Hi, I'm Chas, a developer at SEOmoz. I've been working here since last summer, and though I've written many lines of code, this is my very first blog post. Now, I'm happy to have the chance to reveal the super-secret project I've been working on: Blogscape!
Blogscape
What are the hottest topics on the web right now? How much does your web presence change day-to-day, or in response to an advertising campaign? How many links did your site receive from the blogosphere this week?
Blogscape is a data source built to answer these questions and more. It’s an ‘Information Feed Aggregator’ and has been monitoring about 10 million feeds since December 2007. These feeds come from any website which offers syndication, but they are mostly from Blogs and News sites.
While Linkscape crawls the web-at-large, Blogscape is focused on the 'fast-moving-web'. It stores and makes searchable the full content of syndication feeds (including link data!), and the newest data is made available several times every day.
Data from Blogscape will appear in various forms in upcoming SEOmoz products, but we’ve decided to release a version of our internal testing tool for it in...
SEOmoz Labs!
SEOmoz Labs is a place where our more adventurous PRO users can check out the ‘bleeding edge’ of SEOmoz technology and product design. From now on, Labs will be our showcase for new ideas and features, ranging from simple proof-of-concept tools to early releases of upcoming products. We’re hoping Labs will be a fun and exciting ‘sneak peek’ for our users – and a source of early feedback for our product development team.

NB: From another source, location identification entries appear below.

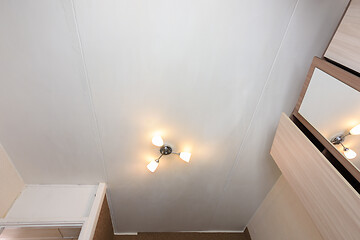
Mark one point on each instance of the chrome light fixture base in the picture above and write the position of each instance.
(165, 150)
(338, 139)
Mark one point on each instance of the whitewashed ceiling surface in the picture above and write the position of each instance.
(85, 84)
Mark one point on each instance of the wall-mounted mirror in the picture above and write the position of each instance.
(329, 107)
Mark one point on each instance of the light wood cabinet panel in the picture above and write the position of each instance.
(331, 202)
(344, 48)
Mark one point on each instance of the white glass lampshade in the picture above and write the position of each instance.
(349, 154)
(185, 156)
(157, 141)
(355, 130)
(152, 166)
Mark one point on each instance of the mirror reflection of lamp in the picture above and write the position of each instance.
(349, 154)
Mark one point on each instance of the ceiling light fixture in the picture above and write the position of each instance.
(339, 139)
(165, 150)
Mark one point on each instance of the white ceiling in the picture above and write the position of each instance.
(85, 85)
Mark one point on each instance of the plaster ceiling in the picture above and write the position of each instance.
(86, 84)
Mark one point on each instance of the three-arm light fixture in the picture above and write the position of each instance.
(349, 154)
(165, 150)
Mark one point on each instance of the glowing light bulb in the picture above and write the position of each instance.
(355, 130)
(157, 141)
(185, 156)
(349, 154)
(152, 166)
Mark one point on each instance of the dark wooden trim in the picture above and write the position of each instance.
(348, 79)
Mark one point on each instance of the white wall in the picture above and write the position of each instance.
(11, 183)
(281, 216)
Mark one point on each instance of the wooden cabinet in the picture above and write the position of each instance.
(331, 202)
(344, 48)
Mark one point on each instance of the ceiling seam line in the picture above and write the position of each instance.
(241, 148)
(92, 107)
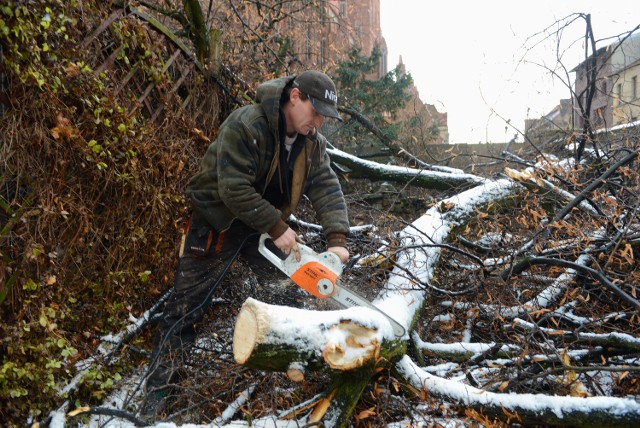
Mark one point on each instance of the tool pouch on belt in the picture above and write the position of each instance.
(199, 237)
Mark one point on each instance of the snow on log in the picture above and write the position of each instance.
(280, 338)
(418, 177)
(528, 408)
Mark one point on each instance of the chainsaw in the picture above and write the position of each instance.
(318, 274)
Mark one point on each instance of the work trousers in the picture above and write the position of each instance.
(201, 269)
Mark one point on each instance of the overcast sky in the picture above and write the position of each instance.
(479, 61)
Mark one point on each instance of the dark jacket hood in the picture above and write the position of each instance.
(269, 95)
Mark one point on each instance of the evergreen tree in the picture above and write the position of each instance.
(378, 99)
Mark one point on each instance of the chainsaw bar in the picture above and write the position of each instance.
(349, 298)
(318, 274)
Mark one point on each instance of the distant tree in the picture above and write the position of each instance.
(379, 100)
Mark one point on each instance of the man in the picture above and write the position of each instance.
(266, 157)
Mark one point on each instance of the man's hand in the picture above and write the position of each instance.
(341, 252)
(288, 242)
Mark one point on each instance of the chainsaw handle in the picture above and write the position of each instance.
(289, 264)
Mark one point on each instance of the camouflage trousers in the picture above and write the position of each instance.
(201, 269)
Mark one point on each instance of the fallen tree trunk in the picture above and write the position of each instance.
(417, 177)
(527, 409)
(348, 344)
(280, 338)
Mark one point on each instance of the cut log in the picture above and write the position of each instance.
(278, 338)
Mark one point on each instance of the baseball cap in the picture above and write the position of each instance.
(321, 91)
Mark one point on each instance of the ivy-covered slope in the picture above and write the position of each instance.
(97, 142)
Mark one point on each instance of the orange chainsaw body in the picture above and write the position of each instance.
(316, 279)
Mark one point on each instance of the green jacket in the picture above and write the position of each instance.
(239, 164)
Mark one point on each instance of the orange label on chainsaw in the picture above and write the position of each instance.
(316, 279)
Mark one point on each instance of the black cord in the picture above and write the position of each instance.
(205, 301)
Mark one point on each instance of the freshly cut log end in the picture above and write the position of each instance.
(295, 372)
(275, 337)
(245, 335)
(350, 345)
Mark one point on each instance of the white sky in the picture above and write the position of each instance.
(466, 56)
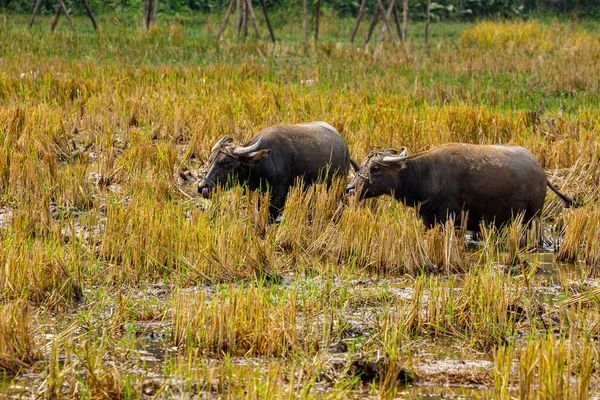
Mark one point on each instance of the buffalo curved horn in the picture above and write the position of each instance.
(222, 141)
(240, 151)
(394, 159)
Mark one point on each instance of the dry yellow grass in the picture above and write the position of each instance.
(106, 243)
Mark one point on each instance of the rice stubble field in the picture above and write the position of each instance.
(119, 281)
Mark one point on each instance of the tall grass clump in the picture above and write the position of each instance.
(481, 311)
(581, 238)
(18, 346)
(547, 367)
(237, 321)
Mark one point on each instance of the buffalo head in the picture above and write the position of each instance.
(227, 162)
(377, 174)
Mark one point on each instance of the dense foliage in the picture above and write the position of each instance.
(441, 9)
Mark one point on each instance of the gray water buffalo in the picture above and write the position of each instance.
(276, 157)
(492, 182)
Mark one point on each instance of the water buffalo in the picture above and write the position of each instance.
(275, 157)
(492, 182)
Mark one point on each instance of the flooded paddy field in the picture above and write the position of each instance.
(119, 281)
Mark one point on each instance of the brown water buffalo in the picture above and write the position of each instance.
(276, 157)
(492, 182)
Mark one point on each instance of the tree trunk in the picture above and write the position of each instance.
(89, 13)
(55, 22)
(238, 17)
(386, 21)
(305, 24)
(227, 14)
(404, 20)
(317, 19)
(391, 8)
(35, 10)
(264, 7)
(427, 17)
(154, 11)
(373, 25)
(359, 17)
(253, 17)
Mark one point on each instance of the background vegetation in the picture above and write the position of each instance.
(441, 9)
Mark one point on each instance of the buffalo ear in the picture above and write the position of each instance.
(256, 156)
(401, 153)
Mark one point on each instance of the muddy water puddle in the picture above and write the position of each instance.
(441, 370)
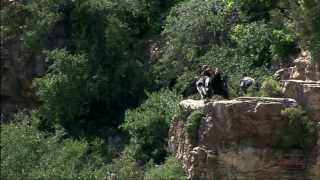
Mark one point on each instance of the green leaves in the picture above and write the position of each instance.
(29, 153)
(148, 125)
(63, 90)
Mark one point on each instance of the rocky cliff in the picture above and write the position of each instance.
(236, 140)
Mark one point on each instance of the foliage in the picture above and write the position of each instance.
(170, 169)
(193, 123)
(305, 21)
(29, 153)
(148, 126)
(300, 131)
(124, 168)
(64, 89)
(271, 88)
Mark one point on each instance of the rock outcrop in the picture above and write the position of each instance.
(235, 140)
(307, 94)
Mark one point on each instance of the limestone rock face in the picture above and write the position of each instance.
(304, 69)
(235, 140)
(307, 94)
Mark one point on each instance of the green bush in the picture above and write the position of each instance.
(148, 126)
(171, 169)
(193, 123)
(271, 88)
(27, 153)
(124, 168)
(300, 133)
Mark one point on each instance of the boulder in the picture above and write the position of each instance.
(307, 94)
(235, 139)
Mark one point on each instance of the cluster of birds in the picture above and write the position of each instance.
(212, 82)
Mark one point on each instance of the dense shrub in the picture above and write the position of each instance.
(148, 126)
(30, 154)
(170, 169)
(300, 131)
(124, 168)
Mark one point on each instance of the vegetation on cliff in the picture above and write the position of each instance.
(95, 117)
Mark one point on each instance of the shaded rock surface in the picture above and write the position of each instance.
(235, 140)
(307, 94)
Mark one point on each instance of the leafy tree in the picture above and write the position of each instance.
(29, 153)
(305, 20)
(148, 126)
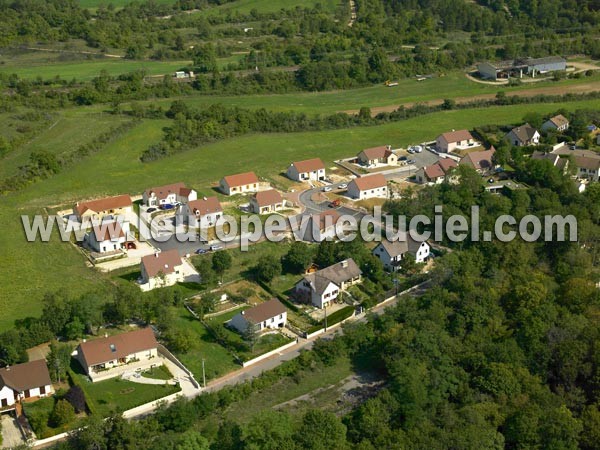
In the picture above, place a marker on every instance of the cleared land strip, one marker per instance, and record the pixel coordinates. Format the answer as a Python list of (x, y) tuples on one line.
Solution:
[(548, 90)]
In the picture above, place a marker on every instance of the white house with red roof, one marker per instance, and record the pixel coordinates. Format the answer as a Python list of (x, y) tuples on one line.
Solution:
[(264, 316), (108, 236), (370, 186), (24, 381), (162, 269), (437, 173), (307, 170), (265, 202), (168, 195), (377, 155), (454, 140), (202, 213), (240, 183)]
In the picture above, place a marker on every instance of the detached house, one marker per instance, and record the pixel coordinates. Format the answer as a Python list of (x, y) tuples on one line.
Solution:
[(98, 209), (323, 286), (239, 184), (453, 140), (310, 169), (108, 236), (481, 161), (557, 123), (162, 269), (267, 315), (377, 155), (368, 187), (168, 195), (24, 381), (523, 136), (318, 227), (202, 213), (99, 356), (436, 173), (588, 167), (266, 202), (392, 254)]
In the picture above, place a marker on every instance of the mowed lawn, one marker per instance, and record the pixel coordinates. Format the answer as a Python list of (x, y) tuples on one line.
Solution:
[(30, 269), (88, 69), (453, 85)]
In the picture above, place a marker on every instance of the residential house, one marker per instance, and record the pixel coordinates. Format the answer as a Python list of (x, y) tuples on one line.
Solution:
[(588, 168), (162, 269), (323, 286), (97, 209), (169, 195), (99, 356), (267, 315), (437, 173), (202, 213), (239, 183), (266, 202), (368, 187), (558, 123), (482, 161), (318, 227), (523, 136), (393, 253), (554, 158), (24, 381), (310, 169), (377, 155), (454, 140), (108, 236)]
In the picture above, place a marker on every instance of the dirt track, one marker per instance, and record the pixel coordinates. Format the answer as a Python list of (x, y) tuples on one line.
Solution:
[(550, 90)]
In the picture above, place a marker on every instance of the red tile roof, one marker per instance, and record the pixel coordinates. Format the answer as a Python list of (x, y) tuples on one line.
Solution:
[(241, 179), (104, 204), (267, 198), (457, 136), (163, 192), (481, 160), (164, 262), (377, 152), (206, 205), (264, 311), (309, 165), (21, 377), (108, 231), (109, 348), (369, 182)]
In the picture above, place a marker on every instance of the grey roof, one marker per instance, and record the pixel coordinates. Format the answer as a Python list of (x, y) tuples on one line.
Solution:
[(524, 133)]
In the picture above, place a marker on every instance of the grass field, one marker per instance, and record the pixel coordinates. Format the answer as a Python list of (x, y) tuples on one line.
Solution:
[(452, 85), (30, 269)]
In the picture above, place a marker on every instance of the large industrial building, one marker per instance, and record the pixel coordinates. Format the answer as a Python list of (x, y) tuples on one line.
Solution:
[(519, 67)]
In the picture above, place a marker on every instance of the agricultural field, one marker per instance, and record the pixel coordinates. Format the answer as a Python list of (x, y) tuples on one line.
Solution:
[(30, 269)]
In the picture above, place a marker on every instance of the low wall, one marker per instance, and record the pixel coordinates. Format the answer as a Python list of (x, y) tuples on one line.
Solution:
[(268, 354), (167, 354)]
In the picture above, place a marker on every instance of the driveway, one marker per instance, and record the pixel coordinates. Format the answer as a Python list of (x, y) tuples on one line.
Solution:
[(11, 433)]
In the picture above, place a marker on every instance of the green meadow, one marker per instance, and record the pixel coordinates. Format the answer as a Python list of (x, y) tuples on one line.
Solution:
[(30, 269)]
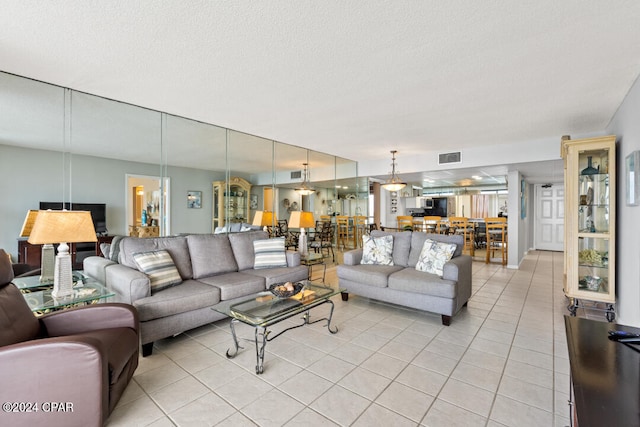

There are some caveats associated with Labs – because these projects are works-in-progress, data from them could be inaccurate, and the projects themselves could become unavailable temporarily or permanently at any time. Beyond this, we are explicitly not offering user support for labs projects, so as to not take any time away from our ‘official projects’.
However, that doesn’t mean we don’t want to hear from you! In the upper right hand corner of each labs project page, there is a bright green button labeled “send feedback” (which is a link to [email protected]). Even though we won’t always be able to respond, we’d love to receive your comments, compliments, complaints, and bug reports. Feedback will be incorporated into our product design process, and labs projects with a significant amount of positive responses may find their way into formal projects sooner than others.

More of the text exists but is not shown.